3. The vacuum cleaner of claim 1, wherein the filter and separator structure (21) includes a dirt cup assembly (212) and a filter screen (216) disposed on a side of the dirt cup assembly (212), and the drying structure (25) is disposed on a side of the filter screen (216) remote from the dirt cup assembly (212).

4. The vacuum cleaner of claim 1, further comprising a drying control switch (26), the drying control switch (26) being electrically connected to the drying structure.

5. A control method of a vacuum cleaner according to any one of claims 1 to 4, comprising the steps of:

acquiring a real-time temperature value of an area where a drying structure (25) of the dust collector is located;

and controlling the drying temperature of the drying structure (25) according to the real-time temperature value.

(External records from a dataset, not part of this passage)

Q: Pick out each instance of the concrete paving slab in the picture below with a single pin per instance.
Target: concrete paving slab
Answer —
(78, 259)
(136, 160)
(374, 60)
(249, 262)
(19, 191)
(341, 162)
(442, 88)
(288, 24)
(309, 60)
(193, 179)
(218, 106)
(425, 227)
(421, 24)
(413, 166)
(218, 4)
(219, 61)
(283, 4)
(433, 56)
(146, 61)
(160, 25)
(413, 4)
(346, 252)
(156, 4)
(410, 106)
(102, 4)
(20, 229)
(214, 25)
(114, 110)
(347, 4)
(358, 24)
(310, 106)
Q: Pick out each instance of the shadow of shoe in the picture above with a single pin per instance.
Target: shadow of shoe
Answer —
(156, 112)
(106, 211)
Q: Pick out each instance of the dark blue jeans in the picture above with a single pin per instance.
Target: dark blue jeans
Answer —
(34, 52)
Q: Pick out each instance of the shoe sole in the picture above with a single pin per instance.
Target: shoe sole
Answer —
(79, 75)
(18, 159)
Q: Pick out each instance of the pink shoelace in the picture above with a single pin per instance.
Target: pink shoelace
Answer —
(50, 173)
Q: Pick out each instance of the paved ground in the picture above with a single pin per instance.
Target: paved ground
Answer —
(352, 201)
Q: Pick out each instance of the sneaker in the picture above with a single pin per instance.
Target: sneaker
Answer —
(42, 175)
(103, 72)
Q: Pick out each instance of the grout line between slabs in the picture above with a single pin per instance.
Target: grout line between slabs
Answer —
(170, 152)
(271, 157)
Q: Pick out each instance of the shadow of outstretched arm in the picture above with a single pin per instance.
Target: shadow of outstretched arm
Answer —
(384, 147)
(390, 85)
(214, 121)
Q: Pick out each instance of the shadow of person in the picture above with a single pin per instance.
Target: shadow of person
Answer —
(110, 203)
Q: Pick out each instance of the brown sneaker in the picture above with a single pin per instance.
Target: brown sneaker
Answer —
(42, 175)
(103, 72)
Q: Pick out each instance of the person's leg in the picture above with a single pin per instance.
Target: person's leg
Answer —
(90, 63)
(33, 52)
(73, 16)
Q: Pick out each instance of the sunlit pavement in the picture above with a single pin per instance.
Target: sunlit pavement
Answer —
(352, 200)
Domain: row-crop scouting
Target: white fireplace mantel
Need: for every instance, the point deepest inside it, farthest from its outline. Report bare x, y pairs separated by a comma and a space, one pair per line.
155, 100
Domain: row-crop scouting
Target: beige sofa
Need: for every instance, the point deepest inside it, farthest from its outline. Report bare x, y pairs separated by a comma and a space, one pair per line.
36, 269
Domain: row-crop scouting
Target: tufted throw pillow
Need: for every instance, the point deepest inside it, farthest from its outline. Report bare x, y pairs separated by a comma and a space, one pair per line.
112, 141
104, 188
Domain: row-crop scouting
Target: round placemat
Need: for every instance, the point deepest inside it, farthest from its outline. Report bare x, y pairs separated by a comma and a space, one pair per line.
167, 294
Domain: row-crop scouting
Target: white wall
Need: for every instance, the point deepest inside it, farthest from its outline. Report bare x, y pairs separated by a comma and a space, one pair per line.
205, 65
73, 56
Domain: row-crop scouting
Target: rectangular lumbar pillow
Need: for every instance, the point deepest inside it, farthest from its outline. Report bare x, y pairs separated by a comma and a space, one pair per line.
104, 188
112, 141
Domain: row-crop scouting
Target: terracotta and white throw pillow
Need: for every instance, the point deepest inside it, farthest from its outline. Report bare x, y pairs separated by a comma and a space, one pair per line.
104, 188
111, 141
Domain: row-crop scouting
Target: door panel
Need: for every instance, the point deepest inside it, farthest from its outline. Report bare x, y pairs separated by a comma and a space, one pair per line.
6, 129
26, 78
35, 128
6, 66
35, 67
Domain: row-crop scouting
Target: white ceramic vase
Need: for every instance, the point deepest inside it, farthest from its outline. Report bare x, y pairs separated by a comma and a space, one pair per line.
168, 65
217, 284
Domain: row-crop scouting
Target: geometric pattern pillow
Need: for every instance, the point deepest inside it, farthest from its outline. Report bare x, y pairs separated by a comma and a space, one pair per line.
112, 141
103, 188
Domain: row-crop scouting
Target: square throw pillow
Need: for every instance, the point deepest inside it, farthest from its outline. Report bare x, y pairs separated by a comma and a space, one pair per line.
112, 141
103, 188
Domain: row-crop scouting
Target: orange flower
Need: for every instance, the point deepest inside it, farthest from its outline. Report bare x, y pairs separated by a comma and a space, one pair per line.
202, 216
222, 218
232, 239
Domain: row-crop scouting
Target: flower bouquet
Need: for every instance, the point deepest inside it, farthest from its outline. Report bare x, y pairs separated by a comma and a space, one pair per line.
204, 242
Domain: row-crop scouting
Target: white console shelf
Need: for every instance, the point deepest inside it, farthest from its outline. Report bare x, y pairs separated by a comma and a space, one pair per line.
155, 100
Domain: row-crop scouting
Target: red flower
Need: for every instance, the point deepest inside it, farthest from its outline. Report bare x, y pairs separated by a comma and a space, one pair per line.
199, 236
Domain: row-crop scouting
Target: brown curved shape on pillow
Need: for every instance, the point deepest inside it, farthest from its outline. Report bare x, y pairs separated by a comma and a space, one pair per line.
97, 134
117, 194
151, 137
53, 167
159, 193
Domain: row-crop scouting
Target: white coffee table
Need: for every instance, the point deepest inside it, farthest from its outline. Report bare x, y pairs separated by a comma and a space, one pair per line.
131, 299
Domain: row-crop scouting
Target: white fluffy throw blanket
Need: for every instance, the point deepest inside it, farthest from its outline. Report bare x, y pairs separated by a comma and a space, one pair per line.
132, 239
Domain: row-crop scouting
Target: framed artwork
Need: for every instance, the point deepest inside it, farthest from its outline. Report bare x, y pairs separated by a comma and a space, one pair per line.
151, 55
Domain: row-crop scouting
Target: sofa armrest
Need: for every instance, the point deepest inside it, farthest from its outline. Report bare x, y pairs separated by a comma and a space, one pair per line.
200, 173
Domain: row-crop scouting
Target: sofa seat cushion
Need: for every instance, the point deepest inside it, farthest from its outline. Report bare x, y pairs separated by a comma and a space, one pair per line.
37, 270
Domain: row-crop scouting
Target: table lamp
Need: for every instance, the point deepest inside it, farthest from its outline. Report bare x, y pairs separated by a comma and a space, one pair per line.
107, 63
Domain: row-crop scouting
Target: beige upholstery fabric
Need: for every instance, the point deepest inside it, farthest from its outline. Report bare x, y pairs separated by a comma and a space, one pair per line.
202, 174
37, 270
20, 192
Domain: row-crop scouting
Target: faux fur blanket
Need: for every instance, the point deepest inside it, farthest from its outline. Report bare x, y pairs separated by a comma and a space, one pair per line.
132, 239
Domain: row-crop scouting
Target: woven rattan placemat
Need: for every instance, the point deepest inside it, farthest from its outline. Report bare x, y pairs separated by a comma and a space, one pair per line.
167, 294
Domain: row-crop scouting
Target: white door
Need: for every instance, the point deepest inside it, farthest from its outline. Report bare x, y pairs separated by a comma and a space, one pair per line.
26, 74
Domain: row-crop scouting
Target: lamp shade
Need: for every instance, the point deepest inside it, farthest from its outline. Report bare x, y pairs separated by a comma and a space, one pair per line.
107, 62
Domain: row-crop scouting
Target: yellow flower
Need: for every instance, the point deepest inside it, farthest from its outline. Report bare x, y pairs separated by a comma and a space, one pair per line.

6. The method according to claim 5, characterized in that the step of controlling the drying temperature of the drying structure (25) according to the real-time temperature value comprises in particular the steps of:

comparing the real-time temperature value with a preset temperature range;

when the real-time temperature value is within the preset temperature range, controlling the drying structure (25) to keep the current drying temperature;

and when the real-time temperature value is out of the preset temperature range, controlling the drying structure (25) to adjust the drying temperature.

7. The method according to claim 6, wherein the step of controlling the drying structure (25) to adjust the drying temperature when the real-time temperature value is outside the preset temperature range comprises the steps of:

when the real-time temperature value is larger than a preset highest temperature value, controlling the drying structure (25) to reduce the drying temperature; and when the real-time temperature value is smaller than a preset minimum temperature value, controlling the drying structure (25) to increase the drying temperature.

8. A control method of a vacuum cleaner according to claim 5, characterized in that the step of obtaining a real-time temperature value of the area in which the drying structure (25) is located comprises the steps of:

acquiring the operation time length of the drying structure (25);

and when the operation time of the drying structure (25) is equal to the preset time, acquiring the real-time temperature value of the area where the drying structure (25) is positioned.